The pair that screamed danger to his senses followed behind, chatting with each other about what Bael feared would complicate his rather simple and honest living.
"Well, duh, we can all see that." Medy said. "What exactly is he?"
"Right, I'm getting to that part. What I mean is that he's really dead. Not undead-dead. Just dead-dead who happens to be walking around."
"That's what undead means Wade."
Bael reached the signpost, then grabbed the compass, quickly orienting where they should be going. He remembered the last direction, but certainty was far more important than saving an extra minute and marching into the wrong direction. Measure twice, cut once.
The mortal behind him continued to babble nonsense for now.

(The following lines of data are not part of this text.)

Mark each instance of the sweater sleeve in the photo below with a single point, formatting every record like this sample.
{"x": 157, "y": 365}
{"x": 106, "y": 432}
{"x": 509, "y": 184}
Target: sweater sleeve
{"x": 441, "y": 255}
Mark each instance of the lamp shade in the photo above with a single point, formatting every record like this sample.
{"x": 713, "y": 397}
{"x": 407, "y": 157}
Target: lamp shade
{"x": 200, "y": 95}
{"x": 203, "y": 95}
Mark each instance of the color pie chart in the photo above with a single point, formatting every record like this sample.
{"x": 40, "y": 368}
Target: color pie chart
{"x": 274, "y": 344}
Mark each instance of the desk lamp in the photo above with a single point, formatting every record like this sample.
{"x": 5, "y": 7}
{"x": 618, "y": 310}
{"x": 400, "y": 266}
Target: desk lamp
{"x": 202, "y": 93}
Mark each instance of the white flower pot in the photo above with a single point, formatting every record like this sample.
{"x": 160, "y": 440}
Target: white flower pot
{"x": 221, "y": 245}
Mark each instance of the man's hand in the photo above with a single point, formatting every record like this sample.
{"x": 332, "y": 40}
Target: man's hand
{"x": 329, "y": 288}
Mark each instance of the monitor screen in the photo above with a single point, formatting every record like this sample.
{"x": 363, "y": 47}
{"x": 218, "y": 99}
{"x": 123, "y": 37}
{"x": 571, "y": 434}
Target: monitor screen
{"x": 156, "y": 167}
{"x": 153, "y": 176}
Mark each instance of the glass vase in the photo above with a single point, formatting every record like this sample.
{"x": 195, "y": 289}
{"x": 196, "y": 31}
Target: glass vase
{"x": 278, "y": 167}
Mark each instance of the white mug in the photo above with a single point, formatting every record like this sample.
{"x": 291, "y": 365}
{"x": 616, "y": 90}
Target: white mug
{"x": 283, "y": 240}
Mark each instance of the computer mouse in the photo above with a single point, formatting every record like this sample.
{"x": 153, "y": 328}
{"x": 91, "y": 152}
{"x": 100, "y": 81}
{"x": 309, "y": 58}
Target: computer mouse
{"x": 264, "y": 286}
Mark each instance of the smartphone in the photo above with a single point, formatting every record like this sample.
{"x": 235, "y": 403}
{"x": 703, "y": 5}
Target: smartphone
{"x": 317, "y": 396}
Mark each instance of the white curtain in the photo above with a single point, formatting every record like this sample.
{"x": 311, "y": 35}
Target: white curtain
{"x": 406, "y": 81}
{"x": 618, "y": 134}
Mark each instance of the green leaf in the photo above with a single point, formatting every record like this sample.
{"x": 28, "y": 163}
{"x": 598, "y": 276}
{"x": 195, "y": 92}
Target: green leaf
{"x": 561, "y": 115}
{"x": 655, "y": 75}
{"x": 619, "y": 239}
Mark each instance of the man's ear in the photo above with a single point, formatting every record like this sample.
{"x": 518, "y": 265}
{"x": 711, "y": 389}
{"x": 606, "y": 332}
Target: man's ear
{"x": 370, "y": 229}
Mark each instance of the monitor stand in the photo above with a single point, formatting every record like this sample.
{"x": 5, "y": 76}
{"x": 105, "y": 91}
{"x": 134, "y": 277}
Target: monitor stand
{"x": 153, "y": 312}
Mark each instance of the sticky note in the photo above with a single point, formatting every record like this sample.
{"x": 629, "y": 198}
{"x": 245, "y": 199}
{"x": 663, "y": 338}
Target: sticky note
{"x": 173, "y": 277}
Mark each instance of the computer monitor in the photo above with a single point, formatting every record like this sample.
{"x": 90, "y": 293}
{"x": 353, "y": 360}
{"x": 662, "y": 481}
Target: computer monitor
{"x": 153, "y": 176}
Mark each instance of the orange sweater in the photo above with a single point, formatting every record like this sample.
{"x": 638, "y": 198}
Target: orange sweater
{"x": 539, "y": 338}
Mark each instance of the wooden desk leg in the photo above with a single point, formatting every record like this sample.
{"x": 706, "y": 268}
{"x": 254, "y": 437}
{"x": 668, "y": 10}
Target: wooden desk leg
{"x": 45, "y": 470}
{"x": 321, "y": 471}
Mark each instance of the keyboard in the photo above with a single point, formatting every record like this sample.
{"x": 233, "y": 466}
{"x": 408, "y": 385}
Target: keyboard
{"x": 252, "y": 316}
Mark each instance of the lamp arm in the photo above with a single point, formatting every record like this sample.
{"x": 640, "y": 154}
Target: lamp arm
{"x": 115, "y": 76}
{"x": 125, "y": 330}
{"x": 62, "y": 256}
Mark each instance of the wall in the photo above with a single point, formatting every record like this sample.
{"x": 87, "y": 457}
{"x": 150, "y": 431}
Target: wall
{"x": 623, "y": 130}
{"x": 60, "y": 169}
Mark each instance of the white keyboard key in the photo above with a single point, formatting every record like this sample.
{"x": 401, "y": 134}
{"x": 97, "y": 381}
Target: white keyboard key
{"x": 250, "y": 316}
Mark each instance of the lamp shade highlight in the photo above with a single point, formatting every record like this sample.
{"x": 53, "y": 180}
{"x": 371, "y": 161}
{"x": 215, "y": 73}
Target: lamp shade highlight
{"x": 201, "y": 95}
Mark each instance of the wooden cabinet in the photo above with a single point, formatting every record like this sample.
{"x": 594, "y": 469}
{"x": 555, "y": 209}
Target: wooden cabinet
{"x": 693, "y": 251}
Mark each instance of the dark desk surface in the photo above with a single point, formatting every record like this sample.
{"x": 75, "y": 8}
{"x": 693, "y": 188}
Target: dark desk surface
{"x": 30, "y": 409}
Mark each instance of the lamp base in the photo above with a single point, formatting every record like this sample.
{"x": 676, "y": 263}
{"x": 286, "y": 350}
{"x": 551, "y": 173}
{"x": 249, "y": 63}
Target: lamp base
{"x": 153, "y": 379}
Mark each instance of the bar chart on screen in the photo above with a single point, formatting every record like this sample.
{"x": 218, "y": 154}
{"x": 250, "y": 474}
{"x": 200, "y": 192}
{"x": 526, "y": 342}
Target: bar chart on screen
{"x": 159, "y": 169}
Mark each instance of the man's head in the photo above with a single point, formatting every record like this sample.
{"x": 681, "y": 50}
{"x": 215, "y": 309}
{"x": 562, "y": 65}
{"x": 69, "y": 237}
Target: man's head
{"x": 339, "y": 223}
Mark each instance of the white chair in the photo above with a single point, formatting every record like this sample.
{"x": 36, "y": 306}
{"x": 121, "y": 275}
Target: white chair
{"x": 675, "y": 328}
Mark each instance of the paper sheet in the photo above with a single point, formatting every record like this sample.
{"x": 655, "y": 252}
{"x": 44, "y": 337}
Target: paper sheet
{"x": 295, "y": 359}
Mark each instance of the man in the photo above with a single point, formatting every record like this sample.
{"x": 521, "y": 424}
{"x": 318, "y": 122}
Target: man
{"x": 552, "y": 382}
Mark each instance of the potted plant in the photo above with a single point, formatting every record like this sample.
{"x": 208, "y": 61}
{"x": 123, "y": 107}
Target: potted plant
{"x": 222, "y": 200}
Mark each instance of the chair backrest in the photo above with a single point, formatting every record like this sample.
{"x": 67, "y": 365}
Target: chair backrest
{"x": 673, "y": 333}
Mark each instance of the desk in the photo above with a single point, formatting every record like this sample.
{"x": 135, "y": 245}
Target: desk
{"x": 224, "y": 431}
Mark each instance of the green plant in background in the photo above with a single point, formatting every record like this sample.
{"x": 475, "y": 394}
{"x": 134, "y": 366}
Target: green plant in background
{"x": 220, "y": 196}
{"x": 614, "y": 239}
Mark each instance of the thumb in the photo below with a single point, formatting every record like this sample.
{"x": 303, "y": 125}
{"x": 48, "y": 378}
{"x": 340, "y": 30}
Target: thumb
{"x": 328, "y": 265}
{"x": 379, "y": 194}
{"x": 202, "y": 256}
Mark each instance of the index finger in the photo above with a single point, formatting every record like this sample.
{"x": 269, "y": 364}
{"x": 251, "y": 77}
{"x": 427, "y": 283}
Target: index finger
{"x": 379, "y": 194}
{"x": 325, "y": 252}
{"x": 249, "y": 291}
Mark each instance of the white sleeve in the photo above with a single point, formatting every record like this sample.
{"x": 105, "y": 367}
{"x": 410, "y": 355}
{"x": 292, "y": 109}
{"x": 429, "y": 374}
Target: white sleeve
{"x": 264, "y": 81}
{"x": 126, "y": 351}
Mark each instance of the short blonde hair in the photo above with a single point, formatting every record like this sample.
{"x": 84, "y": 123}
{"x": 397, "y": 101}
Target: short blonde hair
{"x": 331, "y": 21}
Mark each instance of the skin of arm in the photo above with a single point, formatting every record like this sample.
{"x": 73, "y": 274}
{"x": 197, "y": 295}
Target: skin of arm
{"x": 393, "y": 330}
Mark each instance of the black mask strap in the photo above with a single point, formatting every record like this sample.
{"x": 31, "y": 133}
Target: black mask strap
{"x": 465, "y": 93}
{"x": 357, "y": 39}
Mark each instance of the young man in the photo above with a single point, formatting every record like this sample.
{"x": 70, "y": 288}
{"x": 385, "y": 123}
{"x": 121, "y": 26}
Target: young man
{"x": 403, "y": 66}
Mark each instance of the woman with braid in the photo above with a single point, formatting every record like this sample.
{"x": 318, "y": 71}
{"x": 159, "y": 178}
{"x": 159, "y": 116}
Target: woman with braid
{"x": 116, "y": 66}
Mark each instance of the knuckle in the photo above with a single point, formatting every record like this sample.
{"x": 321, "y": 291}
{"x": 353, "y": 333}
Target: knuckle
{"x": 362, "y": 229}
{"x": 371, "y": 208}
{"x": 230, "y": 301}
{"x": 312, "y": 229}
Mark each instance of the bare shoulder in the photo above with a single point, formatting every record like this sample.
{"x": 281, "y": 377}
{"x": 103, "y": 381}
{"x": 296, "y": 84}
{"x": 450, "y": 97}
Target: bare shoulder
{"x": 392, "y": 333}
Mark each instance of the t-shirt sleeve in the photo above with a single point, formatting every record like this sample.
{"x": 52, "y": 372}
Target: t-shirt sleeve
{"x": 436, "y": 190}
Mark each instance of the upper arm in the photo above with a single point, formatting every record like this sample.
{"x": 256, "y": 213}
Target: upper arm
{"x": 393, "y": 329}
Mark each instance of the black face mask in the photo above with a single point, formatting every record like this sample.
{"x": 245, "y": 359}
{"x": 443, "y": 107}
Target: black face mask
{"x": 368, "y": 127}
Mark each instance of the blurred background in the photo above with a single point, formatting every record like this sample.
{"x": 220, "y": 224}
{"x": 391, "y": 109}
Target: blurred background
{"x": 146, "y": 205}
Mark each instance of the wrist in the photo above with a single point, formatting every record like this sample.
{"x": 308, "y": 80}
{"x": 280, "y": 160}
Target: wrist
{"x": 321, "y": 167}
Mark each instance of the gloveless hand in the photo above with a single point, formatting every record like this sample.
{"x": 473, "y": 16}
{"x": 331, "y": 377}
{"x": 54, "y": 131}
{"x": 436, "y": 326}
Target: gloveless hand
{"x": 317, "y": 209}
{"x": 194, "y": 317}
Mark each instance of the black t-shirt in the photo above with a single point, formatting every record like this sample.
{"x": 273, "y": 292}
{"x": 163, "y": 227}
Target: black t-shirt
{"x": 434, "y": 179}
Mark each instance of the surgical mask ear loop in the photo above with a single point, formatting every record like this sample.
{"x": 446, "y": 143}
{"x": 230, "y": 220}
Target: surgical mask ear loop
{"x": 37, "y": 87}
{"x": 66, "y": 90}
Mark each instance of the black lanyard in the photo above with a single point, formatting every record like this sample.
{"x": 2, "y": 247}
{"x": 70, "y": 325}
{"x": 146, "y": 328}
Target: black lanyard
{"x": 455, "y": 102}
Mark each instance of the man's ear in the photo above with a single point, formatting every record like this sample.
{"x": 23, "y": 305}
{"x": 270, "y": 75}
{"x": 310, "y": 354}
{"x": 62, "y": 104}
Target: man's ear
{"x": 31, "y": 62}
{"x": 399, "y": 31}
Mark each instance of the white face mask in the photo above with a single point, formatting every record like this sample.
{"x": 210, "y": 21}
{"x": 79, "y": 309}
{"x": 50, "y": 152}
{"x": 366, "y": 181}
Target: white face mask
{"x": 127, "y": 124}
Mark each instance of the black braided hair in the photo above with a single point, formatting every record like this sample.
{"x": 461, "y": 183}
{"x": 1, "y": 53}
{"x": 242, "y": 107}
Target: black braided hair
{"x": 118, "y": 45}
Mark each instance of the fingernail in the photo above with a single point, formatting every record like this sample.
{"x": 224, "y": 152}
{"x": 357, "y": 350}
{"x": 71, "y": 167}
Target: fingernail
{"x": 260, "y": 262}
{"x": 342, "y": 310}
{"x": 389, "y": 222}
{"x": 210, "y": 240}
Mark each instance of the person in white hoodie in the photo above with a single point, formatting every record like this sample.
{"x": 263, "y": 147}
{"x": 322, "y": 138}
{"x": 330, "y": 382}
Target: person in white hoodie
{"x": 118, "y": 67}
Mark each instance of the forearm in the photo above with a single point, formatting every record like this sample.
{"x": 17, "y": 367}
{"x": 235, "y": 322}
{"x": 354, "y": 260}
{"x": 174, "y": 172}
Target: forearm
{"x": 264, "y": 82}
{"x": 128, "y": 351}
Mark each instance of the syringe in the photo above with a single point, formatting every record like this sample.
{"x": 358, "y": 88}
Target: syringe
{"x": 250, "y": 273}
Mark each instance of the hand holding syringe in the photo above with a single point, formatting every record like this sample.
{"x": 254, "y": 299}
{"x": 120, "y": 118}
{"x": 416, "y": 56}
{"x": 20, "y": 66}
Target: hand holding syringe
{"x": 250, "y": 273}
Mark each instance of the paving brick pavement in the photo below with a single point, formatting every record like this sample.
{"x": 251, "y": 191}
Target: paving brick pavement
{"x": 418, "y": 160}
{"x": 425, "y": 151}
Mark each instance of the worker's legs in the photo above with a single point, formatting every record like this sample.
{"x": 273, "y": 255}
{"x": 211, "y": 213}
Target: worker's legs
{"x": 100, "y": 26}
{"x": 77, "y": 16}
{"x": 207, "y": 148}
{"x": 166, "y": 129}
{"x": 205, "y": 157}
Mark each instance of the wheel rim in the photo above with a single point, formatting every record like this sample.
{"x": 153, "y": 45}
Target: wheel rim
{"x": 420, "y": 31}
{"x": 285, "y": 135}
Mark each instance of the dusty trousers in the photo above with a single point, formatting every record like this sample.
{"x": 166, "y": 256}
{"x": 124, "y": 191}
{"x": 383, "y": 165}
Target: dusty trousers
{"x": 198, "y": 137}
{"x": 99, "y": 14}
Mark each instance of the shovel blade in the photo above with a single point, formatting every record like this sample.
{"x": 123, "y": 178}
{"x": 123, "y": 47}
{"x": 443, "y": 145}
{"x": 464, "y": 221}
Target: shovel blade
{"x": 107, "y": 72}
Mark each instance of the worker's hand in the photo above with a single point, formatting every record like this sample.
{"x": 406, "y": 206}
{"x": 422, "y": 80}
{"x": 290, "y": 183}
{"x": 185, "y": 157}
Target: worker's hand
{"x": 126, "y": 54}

"No, see, undead implies necromancy according to this world, right?"
According to this world? Bael felt like there was something real strange about the wording here. It wouldn't matter what parallel realm they were standing in, the rules of magic and spellcraft were the same in every realm.
Wade nodded, making sure Medy was following. "Well, the thing is: I don't know anything about necromancy. I'm not even controlling him at all. "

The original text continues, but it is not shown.